В «Уложении о наказаниях уголовных и исправительных» 1845 года устное или письменное оскорбление царского величества и его семьи каралось минимум тюремным заключением, а максимум — каторгой на 8–12 лет.
Уголовное уложение 1903 года не внесло в этот закон никаких принципиальных изменений, но появились смягчающие обстоятельства: если оскорбление было совершено «без цели возбудить неуважение» или «в состоянии опьянения».
На деле большинство людей, задержанных за оскорбление Николая II или членов его семьи, отпускали после кратковременного ареста. До 80% из них составляли крестьяне, не представлявшие для короны никакой опасности. Их высказывания редко носили серьезный антимонархический характер. Обычно крестьян подставляла привычка через слово материться — каждое предложение с упоминанием государя сопровождалось трехэтажной бранью и формально подпадало под статью.
Что почитать:
- П. В. Лукин, «Народные представления о государственной власти в России XVII века»
Монография доктора исторических наук Павла Лукина полностью посвящена непригожим речам и старообрядческим сочинениям XVII века. Проанализировав большое количество источников, автор делает вывод, можно ли утверждать падение авторитета царской власти в указанное время. - Е. А. Анисимов, «Дыба и кнут. Политический сыск и русское общество в XVIII веке»

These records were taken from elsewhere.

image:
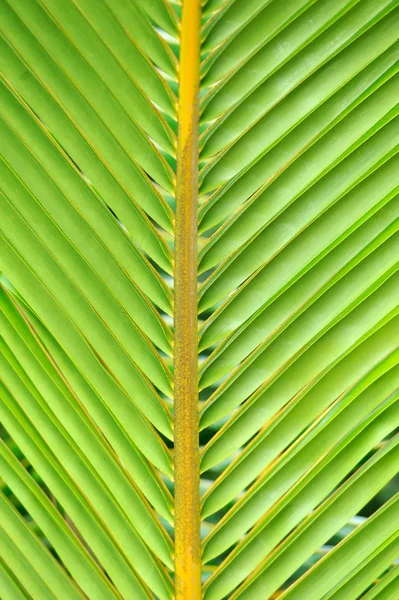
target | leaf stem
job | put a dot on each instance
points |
(187, 500)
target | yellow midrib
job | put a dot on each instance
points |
(186, 427)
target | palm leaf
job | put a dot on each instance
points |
(199, 299)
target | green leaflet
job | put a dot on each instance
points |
(199, 327)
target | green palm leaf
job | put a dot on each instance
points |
(199, 324)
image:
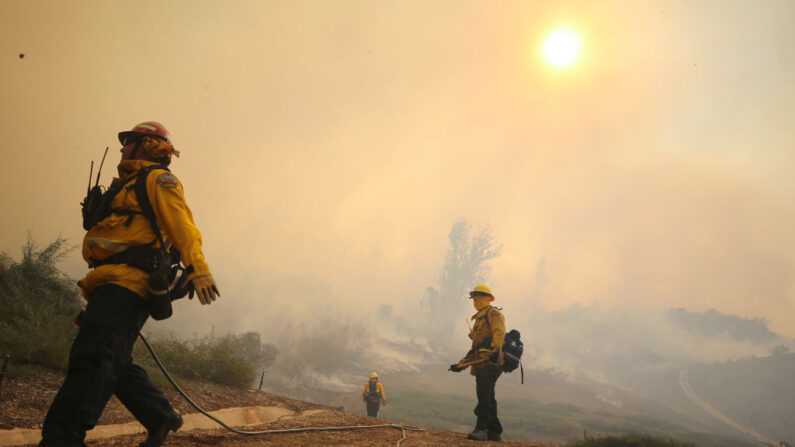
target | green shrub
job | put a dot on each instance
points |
(630, 440)
(231, 359)
(38, 304)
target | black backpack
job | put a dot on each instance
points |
(511, 351)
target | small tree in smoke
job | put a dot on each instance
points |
(464, 266)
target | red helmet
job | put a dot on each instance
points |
(147, 128)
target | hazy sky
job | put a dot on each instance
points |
(328, 146)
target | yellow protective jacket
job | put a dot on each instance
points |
(113, 234)
(488, 336)
(380, 387)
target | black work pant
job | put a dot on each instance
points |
(100, 364)
(486, 410)
(372, 408)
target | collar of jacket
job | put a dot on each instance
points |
(481, 311)
(128, 168)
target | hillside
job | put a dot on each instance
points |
(549, 408)
(25, 399)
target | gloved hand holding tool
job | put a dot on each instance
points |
(205, 288)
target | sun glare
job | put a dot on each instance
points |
(562, 48)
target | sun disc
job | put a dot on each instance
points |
(561, 48)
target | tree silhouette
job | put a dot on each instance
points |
(465, 265)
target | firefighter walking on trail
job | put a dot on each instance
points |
(144, 250)
(373, 394)
(484, 359)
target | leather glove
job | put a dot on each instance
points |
(206, 289)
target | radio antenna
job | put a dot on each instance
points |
(90, 174)
(100, 166)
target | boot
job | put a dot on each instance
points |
(479, 434)
(494, 436)
(157, 437)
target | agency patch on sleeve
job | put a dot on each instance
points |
(167, 180)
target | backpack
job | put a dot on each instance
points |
(511, 351)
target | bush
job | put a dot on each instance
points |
(630, 440)
(231, 360)
(38, 304)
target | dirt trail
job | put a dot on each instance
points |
(25, 401)
(717, 414)
(236, 417)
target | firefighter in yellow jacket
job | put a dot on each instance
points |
(122, 247)
(484, 360)
(373, 394)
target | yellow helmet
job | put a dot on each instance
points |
(481, 289)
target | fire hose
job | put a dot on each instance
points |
(265, 432)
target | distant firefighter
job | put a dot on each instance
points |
(373, 395)
(488, 336)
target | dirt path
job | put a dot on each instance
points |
(26, 399)
(717, 414)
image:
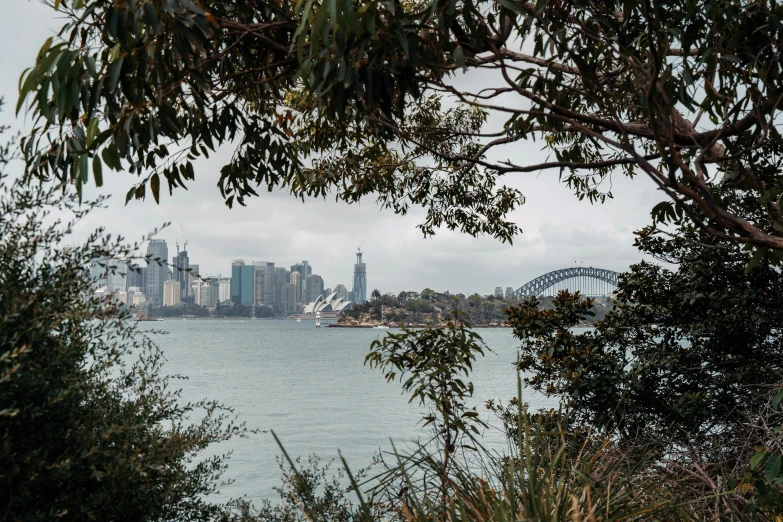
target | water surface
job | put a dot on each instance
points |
(311, 387)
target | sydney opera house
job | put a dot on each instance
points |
(329, 307)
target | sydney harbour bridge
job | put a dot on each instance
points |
(589, 281)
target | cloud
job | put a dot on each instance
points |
(558, 230)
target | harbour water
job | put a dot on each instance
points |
(311, 387)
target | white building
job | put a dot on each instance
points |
(171, 293)
(197, 292)
(224, 294)
(135, 296)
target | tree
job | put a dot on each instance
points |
(372, 92)
(686, 355)
(90, 429)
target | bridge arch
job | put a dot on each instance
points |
(589, 281)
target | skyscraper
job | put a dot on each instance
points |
(180, 264)
(224, 294)
(315, 287)
(359, 280)
(157, 271)
(280, 280)
(135, 276)
(236, 280)
(289, 298)
(171, 293)
(247, 284)
(296, 280)
(304, 270)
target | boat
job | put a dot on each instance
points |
(382, 325)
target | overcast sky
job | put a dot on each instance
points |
(558, 230)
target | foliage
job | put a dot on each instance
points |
(684, 353)
(358, 98)
(431, 363)
(90, 429)
(307, 493)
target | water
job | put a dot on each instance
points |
(311, 387)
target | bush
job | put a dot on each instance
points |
(90, 429)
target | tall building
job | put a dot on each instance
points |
(116, 276)
(171, 293)
(280, 280)
(289, 298)
(315, 287)
(304, 270)
(296, 280)
(210, 291)
(247, 284)
(236, 280)
(98, 271)
(341, 292)
(157, 271)
(194, 275)
(196, 291)
(180, 265)
(359, 280)
(264, 283)
(224, 293)
(135, 276)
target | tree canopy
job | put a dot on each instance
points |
(392, 99)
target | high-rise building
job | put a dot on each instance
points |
(296, 280)
(116, 276)
(341, 292)
(135, 296)
(247, 284)
(264, 283)
(171, 293)
(315, 287)
(194, 273)
(210, 290)
(236, 280)
(196, 291)
(289, 298)
(157, 271)
(224, 294)
(135, 276)
(359, 280)
(98, 271)
(180, 265)
(304, 270)
(280, 280)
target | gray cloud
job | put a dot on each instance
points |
(558, 229)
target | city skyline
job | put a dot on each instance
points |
(557, 228)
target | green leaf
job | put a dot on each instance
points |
(155, 187)
(758, 458)
(92, 130)
(97, 170)
(116, 68)
(772, 469)
(758, 255)
(777, 399)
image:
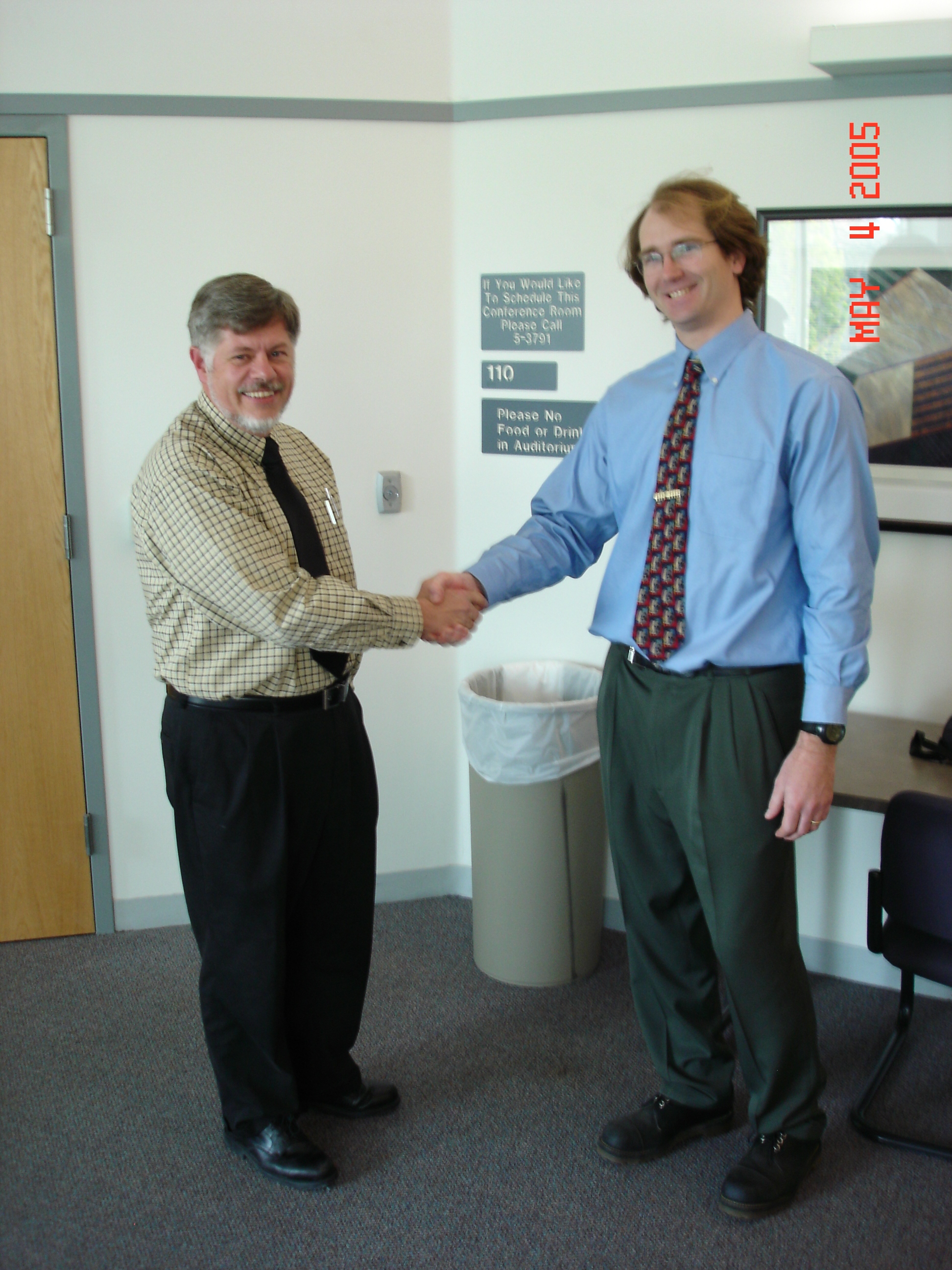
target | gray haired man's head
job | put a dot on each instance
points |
(239, 303)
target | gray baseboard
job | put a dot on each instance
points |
(822, 957)
(612, 919)
(150, 911)
(425, 883)
(861, 966)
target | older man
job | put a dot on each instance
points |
(737, 602)
(258, 630)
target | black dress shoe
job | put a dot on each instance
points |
(285, 1155)
(374, 1098)
(770, 1174)
(658, 1127)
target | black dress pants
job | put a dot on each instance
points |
(276, 818)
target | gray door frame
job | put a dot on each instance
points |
(54, 127)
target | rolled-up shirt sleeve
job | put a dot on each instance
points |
(837, 533)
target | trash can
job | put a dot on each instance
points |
(537, 818)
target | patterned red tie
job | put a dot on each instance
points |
(659, 615)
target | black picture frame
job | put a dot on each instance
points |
(913, 496)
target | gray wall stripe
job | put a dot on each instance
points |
(822, 957)
(815, 89)
(54, 129)
(226, 107)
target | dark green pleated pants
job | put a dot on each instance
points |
(689, 765)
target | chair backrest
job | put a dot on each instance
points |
(917, 861)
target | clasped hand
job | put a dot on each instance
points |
(451, 605)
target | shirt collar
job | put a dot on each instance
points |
(248, 442)
(719, 352)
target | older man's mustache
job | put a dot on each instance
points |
(262, 387)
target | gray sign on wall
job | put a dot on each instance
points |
(540, 312)
(547, 430)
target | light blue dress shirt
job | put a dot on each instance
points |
(782, 527)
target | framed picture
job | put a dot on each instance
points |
(871, 293)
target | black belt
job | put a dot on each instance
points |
(325, 700)
(638, 658)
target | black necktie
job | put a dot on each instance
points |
(304, 531)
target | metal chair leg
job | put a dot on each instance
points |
(857, 1116)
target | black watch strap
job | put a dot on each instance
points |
(829, 733)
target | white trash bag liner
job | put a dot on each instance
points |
(531, 720)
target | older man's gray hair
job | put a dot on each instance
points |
(239, 303)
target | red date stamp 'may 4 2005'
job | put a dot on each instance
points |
(863, 171)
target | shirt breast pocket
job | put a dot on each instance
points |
(734, 497)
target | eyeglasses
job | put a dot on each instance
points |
(682, 253)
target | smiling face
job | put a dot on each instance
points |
(250, 375)
(700, 296)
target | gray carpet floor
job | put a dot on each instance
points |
(111, 1150)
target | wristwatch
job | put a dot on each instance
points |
(829, 733)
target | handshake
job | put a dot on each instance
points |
(451, 605)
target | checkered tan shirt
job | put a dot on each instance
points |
(232, 611)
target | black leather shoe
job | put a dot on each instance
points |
(658, 1127)
(770, 1174)
(374, 1098)
(285, 1155)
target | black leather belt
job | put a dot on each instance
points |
(638, 658)
(325, 700)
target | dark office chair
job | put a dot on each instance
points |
(914, 885)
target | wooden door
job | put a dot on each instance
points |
(45, 878)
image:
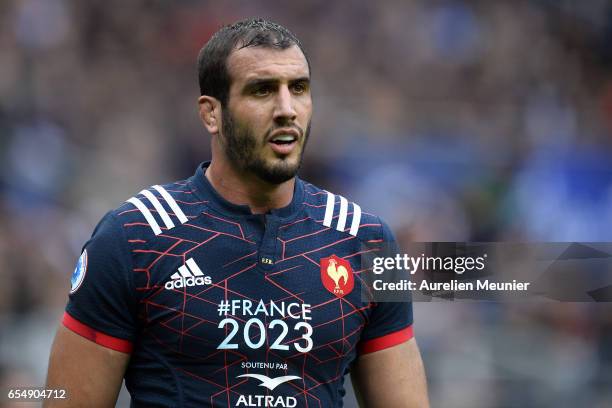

Историк Евгений Анисимов досконально изучил XVIII век, сделав упор на практическую сторону вопроса: в 720-страничном труде прослеживается весь процесс политического сыска, от доноса до освобождения из ссылки. В статье говорится о том же, но в сжатом виде. Хотите углубить знания? Тогда эта книга вам подойдет. - Б. И. Колоницкий, «„Трагическая эротика“: образы императорской семьи в годы Первой мировой войны»
Работа Бориса Колоницкого не пересекается с темой статьи, но всё равно очень интересна как дополнение. В ней — о слухах, сплетнях и просто ругани в адрес императорской семьи в годы Первой мировой войны. Историк анализирует, как успехи и провалы русской армии влияли на восприятие обществом царской власти. Так, Николай II из «державного вождя» превращался в «дурака и тряпку», а императрица Александра Федоровна — в «неверную жену» и немку-предательницу.